As many of you know, I’m a film and TV reviewer and podcaster for Screen Thoughts, where I try to look at things on the screen from my gender’s perspective. Sometimes that role gives me opportunities that I consider great gifts. Last week, I enjoyed one such gift at the Lincoln Theater in Damariscotta, Maine, when I attended a screening of the documentary At the River. After the screening, I had the honor of interviewing director Carolyn Crowder. You can listen to that interview here.
Do watch the trailer below.
Some takeaways…
During our interview, I asked Carolyn about her upbringing and how she was raised to be prejudiced. She immediately corrected me, pointing out that it wasn’t mere prejudice, but that she “was raised to believe that [she] was better than every Black person.”
In the Q&A after the film, one of the Presbyterian ministers who had been featured in the film stood and said, “I was a small man, living in a small town, filled with small people. That is the way you make change. One small person at a time.” It was a moment.
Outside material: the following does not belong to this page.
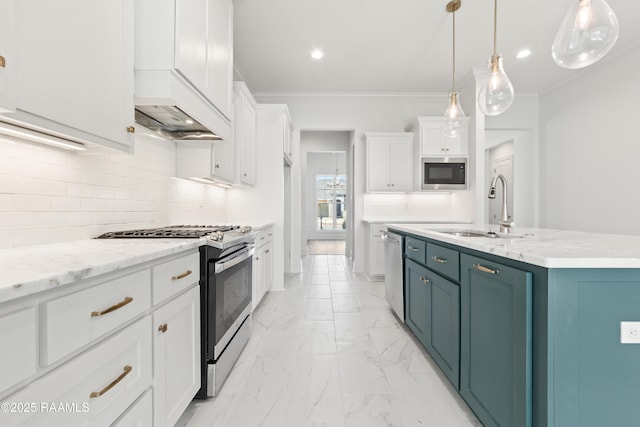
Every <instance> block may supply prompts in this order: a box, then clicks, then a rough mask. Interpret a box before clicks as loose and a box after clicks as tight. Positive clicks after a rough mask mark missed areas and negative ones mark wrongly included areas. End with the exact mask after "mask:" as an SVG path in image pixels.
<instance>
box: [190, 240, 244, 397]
mask: <svg viewBox="0 0 640 427" xmlns="http://www.w3.org/2000/svg"><path fill="white" fill-rule="evenodd" d="M254 250H255V249H254V248H253V245H252V244H248V243H246V242H245V243H240V244H238V245H235V246H232V247H230V248H228V249H226V250H224V251H222V252H221V251H220V250H219V249H215V248H212V247H210V246H202V247H200V254H201V263H200V266H201V267H200V268H201V269H202V270H203V271H201V278H203V279H204V280H203V281H202V283H201V284H200V303H201V313H202V315H201V329H202V346H203V349H204V357H203V360H202V369H201V375H202V387H201V389H200V391H199V392H198V394H197V395H196V397H198V398H206V397H212V396H215V395H216V394H217V393H218V391H219V390H220V388H221V387H222V384H223V383H224V381H225V380H226V379H227V377H228V376H229V374H230V372H231V368H233V365H234V364H235V362H236V360H237V359H238V357H239V355H240V353H241V352H242V349H243V348H244V346H245V345H246V343H247V341H248V340H249V337H250V335H251V316H250V315H251V287H252V278H251V276H252V264H253V260H252V256H253V253H254Z"/></svg>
Carolyn produced this film with her own money. Okay, it wasn’t her money—it was her racist father’s money that he left to her when he died. I asked her if he would roll over in his grave if he knew where his money had gone, and we both laughed knowing how true it was.
Carolyn told me about Ruby, their family’s housekeeper/childcare worker, who raised her and was the one stable person in her life. One day, Carolyn’s mother asked her to follow Ruby to the bus stop in order to report whether she sat at the front or the back of the bus. Pretending to play in the street, Carolyn did as she’d been told and watched her get on the bus. She was terrified. She knew that if she reported that Ruby had sat at the front of the bus, Ruby would have been fired; she was relieved when Ruby went to the back. I asked her if Ruby had sat at the front, would Carolyn have lied to her mother. “I don’t know,” she said. “I was raised to not lie.” Great answer.
At the same time, Carolyn said she sometimes got mixed messages from her parents. Once, her mother found out that Ruby had loan sharks after her. At the time, she was a Senior VP at the local bank. She told Ruby to bring her a list of all that she owed, and Carolyn’s mother would pay for it, allowing Ruby to pay her back without the crippling interest. She needed a loan, and Carolyn’s mother got her one from the bank. It was the first loan the bank had ever given to a Black person.
“Oh, so your mom wasn’t a racist?” I asked. “She was just following your dad?”
“No, she was a bigger racist than my father. That’s the mixed message part of it.”
This last exchange gives me hope for our future. It tells me that people can be more than one thing. That the divide in our country can be crossed, perhaps. Either way, these Americans, these “small” Americans, are heroes. Unsung heroes.
If you have the opportunity to see this documentary, don’t miss it.
Your last paragraph is the most important...maybe there is hope. I have two really good friends who are pretty far to the right. But recently we have become brave enough to actually talk about political issues and yes...those conversations have given me a glimmer of hope.